George W. Bush claims to be fighting two extremist forces as deadly as communism and fascism. The world made a mistake by ignoring Adolf Hitler’s words in “Mein Kampf” and V.I. Lenin’s in his pamphlet “What Is to Be Done.”

Those two men, too long ignored, went on to be the leaders of the totalitarians states of Nazi Germany and the Communist Soviet Union. Now it would be foolish, the argument goes, to ignore the “different faces of the same threat”—violent Islamic radicalism. Shia extremism is Hezbollah and the Sunni version is Al-Qaeda.

“They draw inspiration from different sources, but both seek to impose a dark vision of violent Islamic radicalism across the Middle East,” the president has told us.

Al Qaeda has killed the most Americans, but Hezbollah has an ally in Iran, the president further explained. The Iranian president, in fact, has declared that “nations who want good relations wit Iran must bow down before the greatness of the Iranian nation and surrender.”

Bush got warm applause when he shot back, “America will not bow down to tyrants.”

But the Republicans do understand, as Karl Rove put it last May, that Americans are “just sour right now on the war.” The president will supply bombast for the 9/11 anniversary, but nevertheless gets it—promises to stand tall five years into his war on terror will not bring the big changes that Americans will want by Election Day.

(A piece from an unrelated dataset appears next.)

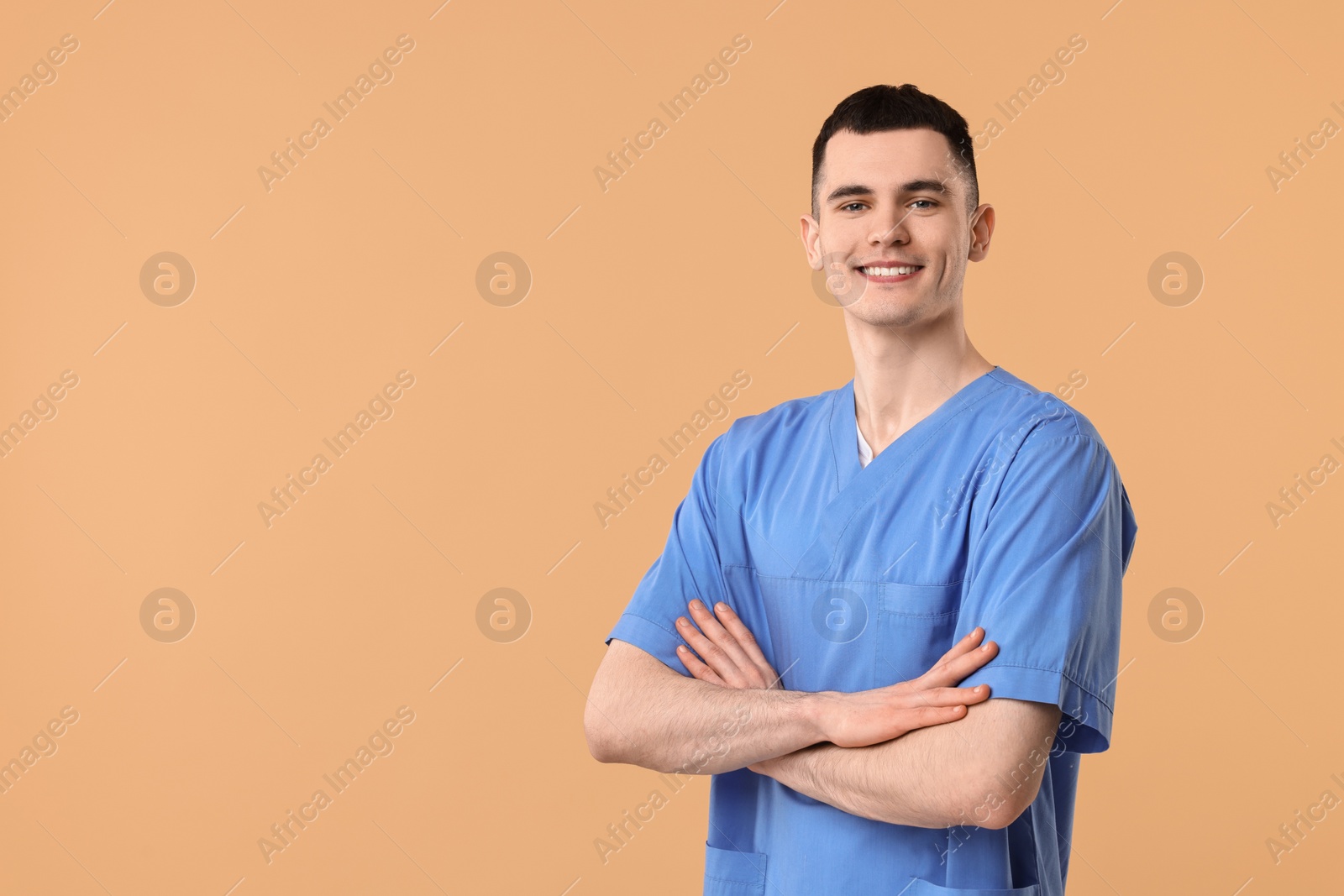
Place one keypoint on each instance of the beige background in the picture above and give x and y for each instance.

So it is useful to look at clues that contradict the president’s rhetoric of continuing the war and a policy of never compromising with terrorists.

One big one is the “unofficial” visit to the United States by Mohammed Khatami, the former Iranian president and a senior member of the Iranian clergy who control their government. It was the first visit by an Iranian leader since Jimmy Carter was president. Could Bush be willing to talk to Iran, Hezbollah’s ally?

Another first took place in Tehran on September 5. Iraqi Deputy Prime Minister Barham Salih and the country’s finance and trade ministers flew directly from Baghdad to Tehran to prepare for an official visit later this month by Iraqi Prime Minister Nuri al-Maliki to Iran. Iraq is apparently hoping to have normal relations with Iran.

And then there are Hezbollah’s rocket attacks on Israel. Israel agreed to a ceasefire quickly without repeating the United States’ mistakes in Iraq. Israeli soldiers did not become an army of occupation and a sitting target for armed guerillas. Israel punished Lebanon for harboring Hezbollah, but pulled back and allowed negotiations to proceed.

In Iraq, the United is adopting a desperate strategy. It has concentrated its forces in Baghdad to see if they can stop the violence there. However, most people believe progress will be temporary, at best. Once the troops are redeployed to other areas, the formerly occupied zone will return to disorder. The U.S. has recognized that it doesn’t have enough troops to pacify Iraq, and the move to put Iraqis in charge may accelerate.

The success of this policy depends entirely on Iran. If the United States can reach an understanding with Iran then it may be able to withdraw troops from Iraq. Yet, it remains hard to imagine the U.S. reaching an understanding with a nation that is Hezbollah’s guarantor.

But the September-October issue of Foreign Affairs, the foreign policy establishment’s Bible, is filled with discussions of the thorny question of religion and international relations. An article by Stanford Professor Scott D. Sagan, director of the university’s Center for International Security and Cooperation warns of the dangers of a nuclear Iran. The Bush administration must be willing to abandon its policy of regime change for Iran, in return for a nuclear stand-down.

“In any final settlement,” Sagan advises, “Tehran will need to agree to freeze its nuclear program and end its support for terrorism.” Washington—along with China, Russia, and the European Union—must issue “a joint security guarantee that respects Iran’s political sovereignty, thus committing the United States to promote democracy only by peaceful means. Peaceful coexistence does not require friendly relations, but it does mean exercising mutual restraint. Relinquishing the threat of regime change by force is a necessary and acceptable price for the United States to pay to stop Tehran from getting the bomb.”

There will be no peace in Iraq until we have peace with Iran, and as far as I can tell nobody, Democrat or Republican, has great confidence in Bush’s ability to bring about these changes in policy. However if Bush does undertake a diplomatic initiative then the Democrats’ current polling strength may diminish.

The road ahead, of course, is filled with potholes for nearly everyone.